Gian Klug

swiss hacking challenge 2024 - cry

Posted on May 1, 2024
Tags: SHC24 Writeup

Difficulty: medium

Category: crypto

Author: TheBadGod

Holy smokes Timothy! You locked the Code for the printer in the vault again. What did I tell you about using the vault without your supervisor? It’s your job to retreive the printer code again How am I supposed to print Barbaras time table?

Files

We are given cry.py

#!/usr/bin/env python3

from Crypto.Util.number import bytes_to_long, long_to_bytes
from Crypto.Util.Padding import pad, unpad
from Crypto.Cipher import AES
from secrets import randbelow
from string import printable
from os import getenv

def encrypt(data, keys):
    if isinstance(data, str):
        data = data.encode()

    data = pad(data, 16)

    data += b"<<valid_secret>>"
    print(f"About to encrypt '{data}'")
    for k in keys:
        data = AES.new(k, AES.MODE_ECB).encrypt(data)

    return data


def decrypt(data, keys):
    if isinstance(data, str):
        data = data.encode()

    for k in keys[::-1]:
        data = AES.new(k, AES.MODE_ECB).decrypt(data)

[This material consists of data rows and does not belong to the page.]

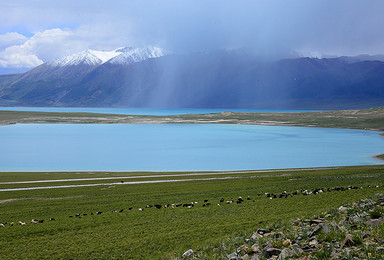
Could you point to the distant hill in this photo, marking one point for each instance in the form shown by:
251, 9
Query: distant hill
231, 79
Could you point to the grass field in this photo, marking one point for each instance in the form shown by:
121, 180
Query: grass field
167, 232
367, 119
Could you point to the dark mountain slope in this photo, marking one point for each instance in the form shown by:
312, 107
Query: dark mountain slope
219, 79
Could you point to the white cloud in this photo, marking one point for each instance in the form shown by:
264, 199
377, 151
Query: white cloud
50, 44
11, 38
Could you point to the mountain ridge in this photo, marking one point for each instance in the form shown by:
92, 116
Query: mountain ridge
155, 78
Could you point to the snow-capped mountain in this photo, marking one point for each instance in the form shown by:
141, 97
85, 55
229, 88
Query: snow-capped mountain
122, 56
131, 55
87, 57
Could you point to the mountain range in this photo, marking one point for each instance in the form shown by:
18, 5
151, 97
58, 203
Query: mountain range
153, 77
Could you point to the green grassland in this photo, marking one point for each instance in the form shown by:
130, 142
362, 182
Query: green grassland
163, 233
368, 119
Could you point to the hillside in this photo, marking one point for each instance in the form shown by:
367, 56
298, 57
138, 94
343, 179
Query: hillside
213, 80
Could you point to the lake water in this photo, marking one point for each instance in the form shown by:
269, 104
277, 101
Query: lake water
173, 147
144, 111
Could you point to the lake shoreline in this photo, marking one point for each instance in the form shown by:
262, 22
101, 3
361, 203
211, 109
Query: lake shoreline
366, 119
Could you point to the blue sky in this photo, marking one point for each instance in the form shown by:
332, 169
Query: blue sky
36, 31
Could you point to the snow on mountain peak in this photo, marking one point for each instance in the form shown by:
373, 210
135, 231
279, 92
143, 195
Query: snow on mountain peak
131, 55
122, 56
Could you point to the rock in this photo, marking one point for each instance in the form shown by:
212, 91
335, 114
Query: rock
316, 221
263, 231
233, 256
313, 242
348, 241
355, 219
187, 253
256, 236
285, 254
272, 252
373, 223
268, 245
287, 242
255, 257
317, 230
326, 228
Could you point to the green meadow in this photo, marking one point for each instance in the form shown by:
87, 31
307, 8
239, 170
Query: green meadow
164, 233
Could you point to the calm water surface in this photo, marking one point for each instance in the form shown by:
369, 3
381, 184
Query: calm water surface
172, 147
144, 111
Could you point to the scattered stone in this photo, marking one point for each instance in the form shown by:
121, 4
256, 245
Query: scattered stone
285, 254
187, 253
313, 242
233, 256
269, 252
326, 228
348, 241
287, 242
268, 245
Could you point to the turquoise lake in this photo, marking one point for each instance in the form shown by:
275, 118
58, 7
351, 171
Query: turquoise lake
184, 147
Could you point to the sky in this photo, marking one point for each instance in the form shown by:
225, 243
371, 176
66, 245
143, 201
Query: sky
36, 31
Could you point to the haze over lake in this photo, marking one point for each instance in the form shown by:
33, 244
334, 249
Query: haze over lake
174, 147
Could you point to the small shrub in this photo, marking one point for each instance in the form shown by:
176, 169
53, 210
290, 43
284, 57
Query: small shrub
376, 213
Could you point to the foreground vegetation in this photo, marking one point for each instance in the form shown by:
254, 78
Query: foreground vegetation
367, 119
166, 232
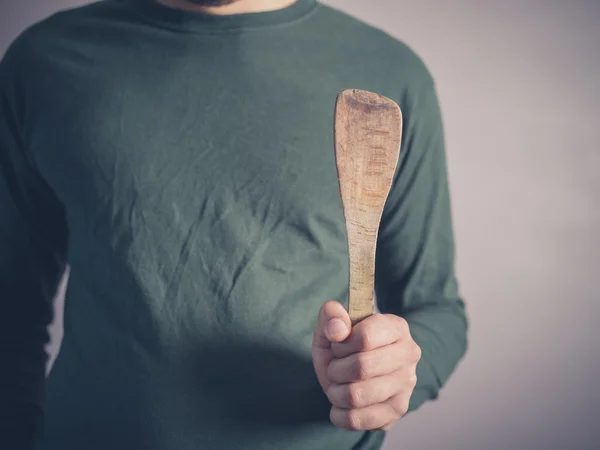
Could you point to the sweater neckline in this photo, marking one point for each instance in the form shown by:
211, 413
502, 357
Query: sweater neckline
192, 21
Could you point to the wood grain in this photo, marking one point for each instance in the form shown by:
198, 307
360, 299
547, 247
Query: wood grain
367, 130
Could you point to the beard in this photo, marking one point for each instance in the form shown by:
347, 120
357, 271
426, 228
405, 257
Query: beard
211, 2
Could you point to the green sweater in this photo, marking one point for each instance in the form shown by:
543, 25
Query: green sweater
182, 166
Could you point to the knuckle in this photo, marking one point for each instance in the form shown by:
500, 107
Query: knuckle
401, 322
417, 353
363, 367
364, 339
354, 396
353, 420
412, 381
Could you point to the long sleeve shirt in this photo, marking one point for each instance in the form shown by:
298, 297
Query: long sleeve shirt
182, 166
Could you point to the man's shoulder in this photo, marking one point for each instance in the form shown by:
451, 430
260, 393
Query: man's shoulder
36, 41
376, 45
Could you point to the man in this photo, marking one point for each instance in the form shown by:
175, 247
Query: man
178, 155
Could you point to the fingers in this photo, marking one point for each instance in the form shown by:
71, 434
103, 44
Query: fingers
334, 324
366, 365
369, 418
379, 416
371, 333
369, 392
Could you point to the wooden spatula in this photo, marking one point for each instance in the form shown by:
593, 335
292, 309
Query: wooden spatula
368, 131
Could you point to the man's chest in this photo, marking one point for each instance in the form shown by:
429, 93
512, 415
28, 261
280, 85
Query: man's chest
168, 151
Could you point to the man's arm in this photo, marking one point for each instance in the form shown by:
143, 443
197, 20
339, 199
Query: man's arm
414, 275
33, 241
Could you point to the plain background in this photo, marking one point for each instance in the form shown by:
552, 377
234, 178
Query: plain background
519, 84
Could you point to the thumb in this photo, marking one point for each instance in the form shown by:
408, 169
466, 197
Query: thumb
334, 322
333, 325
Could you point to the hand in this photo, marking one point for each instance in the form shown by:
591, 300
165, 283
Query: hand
367, 372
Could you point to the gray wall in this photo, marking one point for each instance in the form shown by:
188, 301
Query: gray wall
519, 86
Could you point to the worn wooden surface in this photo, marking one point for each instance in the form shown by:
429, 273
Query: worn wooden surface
367, 129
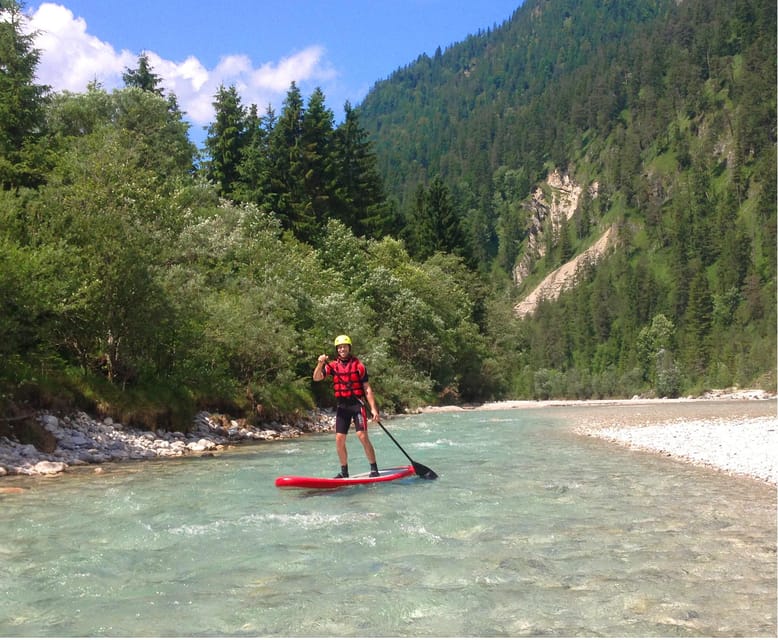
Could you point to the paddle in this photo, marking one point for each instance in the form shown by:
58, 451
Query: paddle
420, 469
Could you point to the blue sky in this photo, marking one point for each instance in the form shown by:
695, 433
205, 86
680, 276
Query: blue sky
260, 46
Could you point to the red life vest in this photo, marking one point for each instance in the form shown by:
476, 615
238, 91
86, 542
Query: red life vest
348, 377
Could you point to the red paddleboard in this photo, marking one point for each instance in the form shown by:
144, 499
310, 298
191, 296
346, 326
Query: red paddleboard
304, 482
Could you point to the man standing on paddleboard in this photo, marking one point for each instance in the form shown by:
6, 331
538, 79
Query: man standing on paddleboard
352, 388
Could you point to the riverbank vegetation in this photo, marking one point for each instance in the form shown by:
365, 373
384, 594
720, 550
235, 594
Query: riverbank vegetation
144, 278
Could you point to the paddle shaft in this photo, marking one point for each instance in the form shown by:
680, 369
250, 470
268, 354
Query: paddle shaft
420, 469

    if data[-16:] != b"<<valid_secret>>":
        return (f"Could not decrypt; invalid data: {data[:-16]}")

    return f"Decrypted data: {unpad(data[:-16], 16)}"

def add(vault, keys, key, data):
    vault[key] = encrypt(data, keys)

def get(vault, keys, key):
    return decrypt(vault.get(key, b""), keys)

def generate_keys():
    return [long_to_bytes(randbelow(2**9)).ljust(16) for _ in range(6)]

def main():
    vault = {}

    print("Welcome to the future of secret vaults")
    print("Here you can store all your secrets")

    admin_keys = generate_keys()
    user_keys = generate_keys()
    add(vault, admin_keys, "example", "nobody will be able to read this")
    add(vault, admin_keys, "FLAG", getenv("FLAG", "flag{fakeflagfakeflag}"))

    EVALUATION_PERIOD = 5

    while 1:
        print(f"Vault menu: {EVALUATION_PERIOD} TESTING QUERIES LEFT")
        print("  1) add value to vault")
        print("  2) get value from vault")
        print("  3) list available keys in the vault")
        option = int(input("option > "))

        match option:
            case 1:
                key = input("key  > ")
                text = input("text > ")
                assert all(i in printable for i in text)
                add(vault, user_keys, key, text)
                print(f"Successfully added the value ({vault[key]})")
            case 2:
                key = input("key > ")
                value = get(vault, user_keys, key)
                print(value)
            case 3:
                keys = [*vault]
                print(f"Available keys: {keys}")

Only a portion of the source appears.